- Signature date: 16 October 1656
- Subject: Renewed condemnation of Cornelius Jansen's Augustinus

= Ad sanctam beati Petri sedem =

17th century papal bull

Ad sanctam beati Petri sedem is an apostolic constitution in the form of a papal bull promulgated by Pope Alexander VII in 1656 which judged the meaning and intention of Cornelius Jansen's words in Augustinus, and confirmed and renewed the condemnation in Cum occasione promulgated by Pope Innocent X in 1653 that five propositions found in Augustinus were heretical.

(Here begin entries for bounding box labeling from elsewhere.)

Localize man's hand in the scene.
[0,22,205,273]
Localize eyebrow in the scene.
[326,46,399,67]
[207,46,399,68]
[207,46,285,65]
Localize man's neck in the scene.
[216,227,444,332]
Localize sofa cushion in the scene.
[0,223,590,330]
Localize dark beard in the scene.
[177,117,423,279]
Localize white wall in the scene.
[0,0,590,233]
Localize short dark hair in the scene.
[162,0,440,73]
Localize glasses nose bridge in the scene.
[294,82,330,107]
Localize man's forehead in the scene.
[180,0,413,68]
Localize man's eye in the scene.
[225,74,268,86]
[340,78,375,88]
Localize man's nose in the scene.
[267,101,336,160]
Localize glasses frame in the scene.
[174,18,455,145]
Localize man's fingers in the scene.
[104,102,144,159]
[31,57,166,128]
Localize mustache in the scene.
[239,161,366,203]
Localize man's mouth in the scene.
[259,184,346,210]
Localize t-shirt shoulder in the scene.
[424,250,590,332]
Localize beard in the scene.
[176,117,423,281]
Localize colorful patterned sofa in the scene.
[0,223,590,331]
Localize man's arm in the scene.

That same year, 1656, sixty Jansenist doctors, including Antoine Arnauld, were degraded from the College of Sorbonne faculty of theology. French bishops supported Alexander VII.

Michael O'Riordan wrote, in Catholic Encyclopedia, that since some still insisted that those propositions were not to be found in Augustinus, or were not meant by Jansen in the sense in which they were condemned, Ad sanctam beati Petri sedem furthermore declared that they are contained in Augustinus, and have been condemned according to the sense of the author.

Alexander VII continued this condemnation in Regiminis Apostolici, promulgated in 1665 which required, according to the Enchiridion symbolorum, "all ecclesiastical personnel and teachers" to subscribe to an included formulary, the Formula of Submission for the Jansenists, by rejecting and condemning the five propositions contained in Augustinus.

Jansenism was condemned as heretical, by the Catholic Church, in at least five documents: Cum occasione, Ad sanctam beati Petri sedem, Regiminis Apostolici, Vineam Domini Sabaoth, and Unigenitus.